Detecting an end to this chapter of the ‘Boris’ narrative, McTague has penned a sequel of sorts to his profile. The Party’s Over, written with The Atlantic’s mainly American audience in mind, begins with a striking image about a striking image:
In Boris Johnson’s office at 10 Downing Street, a vista of London hangs above the fireplace. The work was painted by his mother, Charlotte Wahl, who died four months ago at the age of 79, having lived long enough to see her son become prime minister and then win an election by such a margin that it seemed to have ushered in a new era in British politics: the Johnson era.
… When Johnson was young, Wahl had a mental breakdown that resulted in her spending months in a London hospital, while her children remained in Brussels. Wahl’s deep grief about this is expressed in a series of paintings that she produced during her stay at the Maudsley hospital. In one haunting image, Wahl depicts her and her husband, Stanley, along with their four children, all of them dangling by their arms with scared looks on their faces. The painting is titled The Johnson Family Hanged by Circumstances.
He also rightly notes that “Johnson’s Watergate—“Partygate,” as it is now known—is low-grade, cheap, and almost pathetic in its smallness” but the problems begin when he claims that it features “all the same ingredients of tragedy, weakness, folly, and natural justice.”
After dedicating thousands of words to ‘Boris’ last year, calling him “the minister of chaos”, McTague needs the narrative — there’s that word again — to be about something more than a mediocre man whose lies finally stop working.

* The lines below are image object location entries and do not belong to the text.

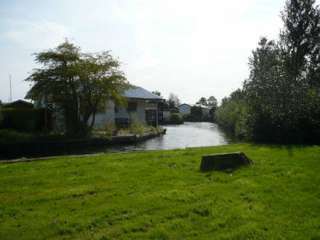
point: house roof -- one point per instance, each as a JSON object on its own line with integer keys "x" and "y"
{"x": 140, "y": 93}
{"x": 18, "y": 104}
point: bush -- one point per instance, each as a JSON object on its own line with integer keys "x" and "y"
{"x": 13, "y": 136}
{"x": 26, "y": 120}
{"x": 232, "y": 115}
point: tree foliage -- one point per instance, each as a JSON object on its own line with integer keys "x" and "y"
{"x": 282, "y": 95}
{"x": 173, "y": 100}
{"x": 77, "y": 84}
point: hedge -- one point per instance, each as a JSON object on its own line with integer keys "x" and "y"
{"x": 26, "y": 120}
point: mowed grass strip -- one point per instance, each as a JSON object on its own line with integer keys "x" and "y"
{"x": 163, "y": 195}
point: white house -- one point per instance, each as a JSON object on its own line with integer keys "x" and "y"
{"x": 185, "y": 109}
{"x": 142, "y": 106}
{"x": 205, "y": 110}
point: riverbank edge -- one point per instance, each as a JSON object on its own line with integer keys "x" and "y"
{"x": 49, "y": 148}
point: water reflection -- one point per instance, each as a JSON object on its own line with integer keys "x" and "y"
{"x": 197, "y": 134}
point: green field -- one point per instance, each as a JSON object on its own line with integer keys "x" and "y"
{"x": 163, "y": 195}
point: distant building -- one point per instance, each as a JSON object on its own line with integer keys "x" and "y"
{"x": 205, "y": 110}
{"x": 143, "y": 106}
{"x": 184, "y": 109}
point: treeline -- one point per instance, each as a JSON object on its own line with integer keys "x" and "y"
{"x": 280, "y": 102}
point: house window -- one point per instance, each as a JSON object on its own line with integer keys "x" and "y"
{"x": 132, "y": 106}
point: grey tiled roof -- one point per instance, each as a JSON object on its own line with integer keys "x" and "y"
{"x": 140, "y": 93}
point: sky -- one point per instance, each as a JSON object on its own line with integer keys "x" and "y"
{"x": 186, "y": 47}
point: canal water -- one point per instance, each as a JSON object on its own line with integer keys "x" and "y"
{"x": 189, "y": 134}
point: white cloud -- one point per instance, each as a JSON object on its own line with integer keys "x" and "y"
{"x": 36, "y": 35}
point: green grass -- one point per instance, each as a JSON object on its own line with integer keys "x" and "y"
{"x": 163, "y": 195}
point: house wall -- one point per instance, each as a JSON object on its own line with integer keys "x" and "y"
{"x": 106, "y": 117}
{"x": 110, "y": 114}
{"x": 139, "y": 114}
{"x": 185, "y": 109}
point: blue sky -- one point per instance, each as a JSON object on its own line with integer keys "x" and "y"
{"x": 190, "y": 48}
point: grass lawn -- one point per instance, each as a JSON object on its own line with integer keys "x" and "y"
{"x": 163, "y": 195}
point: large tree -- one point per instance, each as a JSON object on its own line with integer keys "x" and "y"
{"x": 77, "y": 84}
{"x": 173, "y": 100}
{"x": 282, "y": 90}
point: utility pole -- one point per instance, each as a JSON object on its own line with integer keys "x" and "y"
{"x": 10, "y": 99}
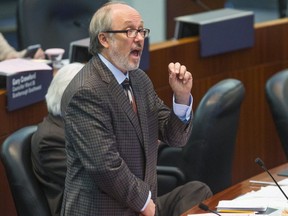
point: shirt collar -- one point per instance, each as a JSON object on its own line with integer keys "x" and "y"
{"x": 120, "y": 77}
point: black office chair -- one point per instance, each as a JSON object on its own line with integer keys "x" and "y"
{"x": 276, "y": 90}
{"x": 209, "y": 152}
{"x": 28, "y": 197}
{"x": 54, "y": 23}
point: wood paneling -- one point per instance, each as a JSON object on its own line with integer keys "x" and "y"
{"x": 175, "y": 8}
{"x": 257, "y": 134}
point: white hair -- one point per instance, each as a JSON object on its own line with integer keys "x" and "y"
{"x": 58, "y": 85}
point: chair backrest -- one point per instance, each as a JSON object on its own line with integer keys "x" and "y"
{"x": 28, "y": 197}
{"x": 209, "y": 153}
{"x": 54, "y": 23}
{"x": 276, "y": 90}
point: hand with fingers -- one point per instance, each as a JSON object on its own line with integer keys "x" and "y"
{"x": 181, "y": 82}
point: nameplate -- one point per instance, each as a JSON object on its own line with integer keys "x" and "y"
{"x": 25, "y": 87}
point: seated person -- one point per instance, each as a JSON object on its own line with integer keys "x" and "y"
{"x": 48, "y": 144}
{"x": 8, "y": 52}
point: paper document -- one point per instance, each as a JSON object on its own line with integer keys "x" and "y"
{"x": 241, "y": 205}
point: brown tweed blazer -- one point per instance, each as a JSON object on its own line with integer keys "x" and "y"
{"x": 111, "y": 151}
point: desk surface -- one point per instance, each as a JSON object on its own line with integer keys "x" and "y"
{"x": 239, "y": 189}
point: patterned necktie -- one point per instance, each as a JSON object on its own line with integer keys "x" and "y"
{"x": 129, "y": 93}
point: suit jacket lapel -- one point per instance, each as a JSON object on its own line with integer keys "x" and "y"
{"x": 142, "y": 115}
{"x": 118, "y": 92}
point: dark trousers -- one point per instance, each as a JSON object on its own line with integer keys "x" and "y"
{"x": 182, "y": 198}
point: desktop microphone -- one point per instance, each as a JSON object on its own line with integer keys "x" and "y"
{"x": 261, "y": 163}
{"x": 206, "y": 208}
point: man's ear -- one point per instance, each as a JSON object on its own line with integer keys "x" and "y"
{"x": 102, "y": 37}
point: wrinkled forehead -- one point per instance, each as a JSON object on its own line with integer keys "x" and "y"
{"x": 124, "y": 16}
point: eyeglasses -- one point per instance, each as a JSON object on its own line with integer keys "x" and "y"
{"x": 132, "y": 33}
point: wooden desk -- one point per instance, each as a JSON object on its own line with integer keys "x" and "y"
{"x": 239, "y": 189}
{"x": 10, "y": 122}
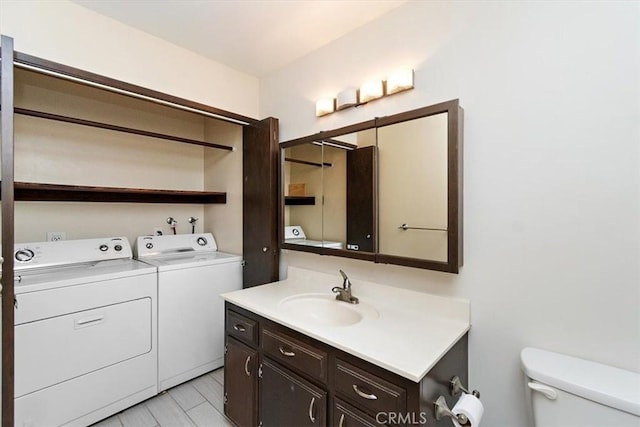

So after searching Johnson’s writing for clues about what ‘Boris’ will do next — particularly an essay where he discussed kings — McTague reaches for a dramatic close:
Whether he likes it or not, Johnson is now the evil king in the great Partygate scandal. That story has been written. As such, he is now close to his end, for the sake of a national rebirth from this sordid tale of contempt. Johnson can only hope that he survives long enough to eventually distract voters with a different story altogether. That won’t be easy.
But ‘Boris’ is not a fairytale character. He is a fairly ordinary chancer whose lies are simply played out on a larger scale than those of most bad bosses, fathers, and unfaithful husbands.
Yes, yes, I know I did a variant of this joke yesterday.
Sometimes the jokes write themselves so I’ll leave you to fill one in here. Ooh err.